Quickly freaking myself the fuck out, I came across a restaurant that had Michelin recommendation stickers in the window which immediately distracted me. Mmmmm food! Oh right, I’m still hopelessly lost and about to get murdered. Despite being closed, across the street there was a hotel which I optimistically entered hoping they would let me use their wifi to update my map.
And while the concierge refused me wifi access he was happy to help me try to find my hostel – except he had never heard of it and couldn’t find it on the map even after I gave him the address. Fortunately, he was able to place a call to the hostel and ask them for directions. Ten minutes, lots of circles and lines on a map later I was on my way with the instructions “It is very close to here – if you don’t get lost,” which seemed to be tacked on there for the effect of an ominous warning that I would inevitably get lost again. Which I obviously did.
About 5 minutes after restarting my journey I was standing in another dark alley way staring hopelessly at a map trying to keep my suitcase from falling over. An older drunk Italian man walked past me, then doubled back. My sympathetic nervous system started prepping me for fight or flight, when the fairly innocuous man asked me in broken English if I was lost and needed help. I showed him the map and pointed out my destination. “Dove qui?” I asked him wondering if he could at least tell me where I am. He stared at the map quizzically for a minute before saying, “sorry” and walking back off. Well that’s 2/2 locals that couldn’t tell me where the fuck I was or where I was going, leading me to believe that either Venice is impossible or my hostel didn’t exist. Both seemed to be equally viable options.

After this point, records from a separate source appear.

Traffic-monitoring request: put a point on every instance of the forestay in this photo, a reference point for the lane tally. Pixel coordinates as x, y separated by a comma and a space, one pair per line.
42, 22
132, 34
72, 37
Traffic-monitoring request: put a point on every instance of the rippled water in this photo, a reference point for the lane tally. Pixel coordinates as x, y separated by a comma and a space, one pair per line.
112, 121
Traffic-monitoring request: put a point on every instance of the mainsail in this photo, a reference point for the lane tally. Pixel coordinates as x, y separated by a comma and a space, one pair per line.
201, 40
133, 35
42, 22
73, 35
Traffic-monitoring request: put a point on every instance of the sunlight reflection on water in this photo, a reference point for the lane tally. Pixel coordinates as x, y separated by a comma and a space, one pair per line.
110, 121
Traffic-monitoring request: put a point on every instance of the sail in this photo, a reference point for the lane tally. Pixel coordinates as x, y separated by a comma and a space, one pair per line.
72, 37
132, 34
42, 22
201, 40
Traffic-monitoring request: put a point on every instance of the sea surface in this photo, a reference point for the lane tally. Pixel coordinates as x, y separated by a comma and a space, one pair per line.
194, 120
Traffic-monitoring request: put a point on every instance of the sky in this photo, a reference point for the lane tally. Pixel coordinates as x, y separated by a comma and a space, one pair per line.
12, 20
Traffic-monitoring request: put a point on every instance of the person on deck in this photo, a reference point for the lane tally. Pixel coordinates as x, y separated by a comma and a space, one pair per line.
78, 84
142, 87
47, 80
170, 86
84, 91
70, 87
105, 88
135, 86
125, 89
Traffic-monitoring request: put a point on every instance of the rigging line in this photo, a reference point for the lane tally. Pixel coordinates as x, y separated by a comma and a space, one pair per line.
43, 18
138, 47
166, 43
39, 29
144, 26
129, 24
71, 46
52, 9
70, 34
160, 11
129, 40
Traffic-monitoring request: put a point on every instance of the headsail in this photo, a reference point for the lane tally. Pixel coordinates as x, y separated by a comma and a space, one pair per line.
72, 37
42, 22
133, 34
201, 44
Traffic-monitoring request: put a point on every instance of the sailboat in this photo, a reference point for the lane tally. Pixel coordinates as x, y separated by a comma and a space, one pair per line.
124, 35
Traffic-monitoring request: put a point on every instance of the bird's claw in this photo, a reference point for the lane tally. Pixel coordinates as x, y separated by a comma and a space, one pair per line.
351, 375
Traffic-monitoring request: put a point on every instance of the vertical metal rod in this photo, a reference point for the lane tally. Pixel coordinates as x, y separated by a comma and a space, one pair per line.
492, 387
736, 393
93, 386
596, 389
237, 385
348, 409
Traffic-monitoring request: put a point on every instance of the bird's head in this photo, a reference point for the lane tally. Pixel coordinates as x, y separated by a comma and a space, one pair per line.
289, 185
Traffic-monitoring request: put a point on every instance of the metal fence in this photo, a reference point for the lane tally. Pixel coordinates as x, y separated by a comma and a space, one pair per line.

With google maps being useless, and only a tangible map with street names in front of me I started trying to move my finger along the map as I walked to simulate a more technologically advanced map with location services. Even if it was far from perfect, I hoped it gave me some idea of where I was. And gave me an idea of exactly how addicted I am to technology. Fortunately at some point, I crossed a canal that was labeled and findable on the map. Hallelujah. Several minutes later I arrived on the mostly dead street where my hostel was located.
I walked to the fourth floor (or third floor by European standards) on a winding staircase whose steps were smaller than my shoes, dragging my deadweight 26 lb (12kg) suitcase. Panting and sweating I asked to check in and was promptly shown to my room where another girl was on her computer. She looked at me, and as I raised my hand to wave she looked away completely disinterested without so much as a nod of hello. Love female travelers.
And despite being on a budget, I felt that getting lost for an hour while dragging a suitcase through dark and treacherous alleyways, only to be greeted by a terrible staircase, and an unfriendly roommate, meant I could eat whatever the hell I wanted for dinner. So I did. And got myself some nice wine while I was at it. Fat kid at heart.
Moral of the Story: It’s worth it to get a data plan just to use a map to navigate Venice streets if you’re not too fond of getting lost in the dark.